# Sharing knowledge

1. Dec 14, 2007

### coomast

Some time ago I had to do a calculation concerning a physical problem. In this calculation some integrals were needed to be solved and the method on how to do this was briefly described. I was able to solve the problem completely and found the method so beautiful that I would like to share it with all of you.
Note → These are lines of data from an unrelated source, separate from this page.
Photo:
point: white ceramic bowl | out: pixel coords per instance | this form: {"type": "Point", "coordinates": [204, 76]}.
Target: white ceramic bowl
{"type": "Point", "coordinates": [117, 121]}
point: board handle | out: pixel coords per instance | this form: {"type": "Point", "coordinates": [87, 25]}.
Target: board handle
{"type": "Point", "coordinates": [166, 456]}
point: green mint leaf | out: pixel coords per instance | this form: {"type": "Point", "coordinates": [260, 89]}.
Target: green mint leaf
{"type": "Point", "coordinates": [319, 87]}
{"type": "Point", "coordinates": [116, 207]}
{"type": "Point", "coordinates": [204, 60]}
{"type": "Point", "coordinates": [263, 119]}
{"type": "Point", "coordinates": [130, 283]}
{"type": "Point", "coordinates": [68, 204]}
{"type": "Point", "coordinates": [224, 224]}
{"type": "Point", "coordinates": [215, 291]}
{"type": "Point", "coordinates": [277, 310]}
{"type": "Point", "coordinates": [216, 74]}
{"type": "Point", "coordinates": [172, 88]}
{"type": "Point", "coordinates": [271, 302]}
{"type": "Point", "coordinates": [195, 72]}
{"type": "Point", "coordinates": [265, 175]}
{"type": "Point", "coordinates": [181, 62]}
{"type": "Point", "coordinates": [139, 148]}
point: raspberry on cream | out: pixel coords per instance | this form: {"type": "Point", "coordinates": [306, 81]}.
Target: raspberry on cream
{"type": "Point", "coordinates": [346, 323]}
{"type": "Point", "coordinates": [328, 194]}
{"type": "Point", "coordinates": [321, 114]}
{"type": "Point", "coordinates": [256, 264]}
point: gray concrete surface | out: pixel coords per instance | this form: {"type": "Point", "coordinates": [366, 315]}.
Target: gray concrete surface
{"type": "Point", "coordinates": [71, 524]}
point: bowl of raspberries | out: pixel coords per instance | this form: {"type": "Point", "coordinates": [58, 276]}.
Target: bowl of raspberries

Consider the following integrals:

$$\int \frac{1}{1+\epsilon \cdot cos \theta}d\theta$$

$$\int \frac{1}{\left(1+\epsilon \cdot cos \theta\right)^2}d\theta$$

$$\int \frac{1}{\left(1+\epsilon \cdot cos \theta\right)^3}d\theta$$

$$\int \frac{cos \theta}{1+\epsilon \cdot cos \theta}d\theta$$

$$\int \frac{cos \theta}{\left(1+\epsilon \cdot cos \theta\right)^2}d\theta$$

$$\int \frac{cos \theta}{\left(1+\epsilon \cdot cos \theta\right)^3}d\theta$$

$$\int \frac{sin \theta}{1+\epsilon \cdot cos \theta}d\theta$$

$$\int \frac{sin \theta}{\left(1+\epsilon \cdot cos \theta\right)^2}d\theta$$

$$\int \frac{sin \theta}{\left(1+\epsilon \cdot cos \theta\right)^3}d\theta$$

Some of these are straightforward, but some are not. In order to solve the non trivial ones in a systematic way, one can use the following substitution:

$$1+\epsilon \cdot cos \theta = \frac{1-\epsilon^2}{1-\epsilon \cdot cos \gamma}$$

With:

$$0\leq \theta \leq 2\pi$$

$$0\leq \gamma \leq 2\pi$$

The following relations can be obtained:

$$cos \theta = \frac{cos \gamma -\epsilon}{1-\epsilon \cdot cos \gamma}$$

$$sin \theta = \frac{\sqrt{1-\epsilon^2} sin \gamma}{1-\epsilon \cdot cos \gamma}$$

$$cos \gamma = \frac{\epsilon +cos \theta}{1+\epsilon \cdot cos \theta}$$

$$sin \gamma = \frac{\sqrt{1-\epsilon^2} sin \theta}{1+\epsilon \cdot cos \theta}$$

$$d \theta = \frac{\sqrt{1-\epsilon^2}}{1-\epsilon \cdot cos \gamma}d \gamma$$

$$d \gamma = \frac{\sqrt{1-\epsilon^2}}{1+\epsilon \cdot cos \theta}d \theta$$

After rewriting some of the integrals into smaller ones, substituting this and rearranging it is possible to solve them in a fairly easy way. As an example, let's take the one before the last, it was:

$$\int \frac{sin \theta}{\left(1+\epsilon \cdot cos \theta\right)^2}d\theta$$

Using the substitution we get:

$$\int \frac{sin \gamma}{1-\epsilon^2}d\gamma=\frac{-cos \gamma}{1-\epsilon^2}+C$$

The solution is now obtained by substituting either

$$\gamma = arccos \left( \frac{\epsilon +cos \theta}{1+\epsilon \cdot cos \theta} \right)$$

or

$$\gamma = arcsin \left( \frac{\sqrt{1-\epsilon^2} sin \theta}{1+\epsilon \cdot cos \theta} \right)$$

This substitution is called the "Sommerfeld substitution" after the "inventor" and is one of the nicest substitutions I've ever encountered for solving integrals in the real with "classical" functions. I hope this is helpful in solving other types of integrals you might be working on.

best regards,

Coomast

2. Feb 10, 2008

### nancy

your information was very useful thanks

3. Mar 14, 2008

### hamamo

very nice
and very useful
thanx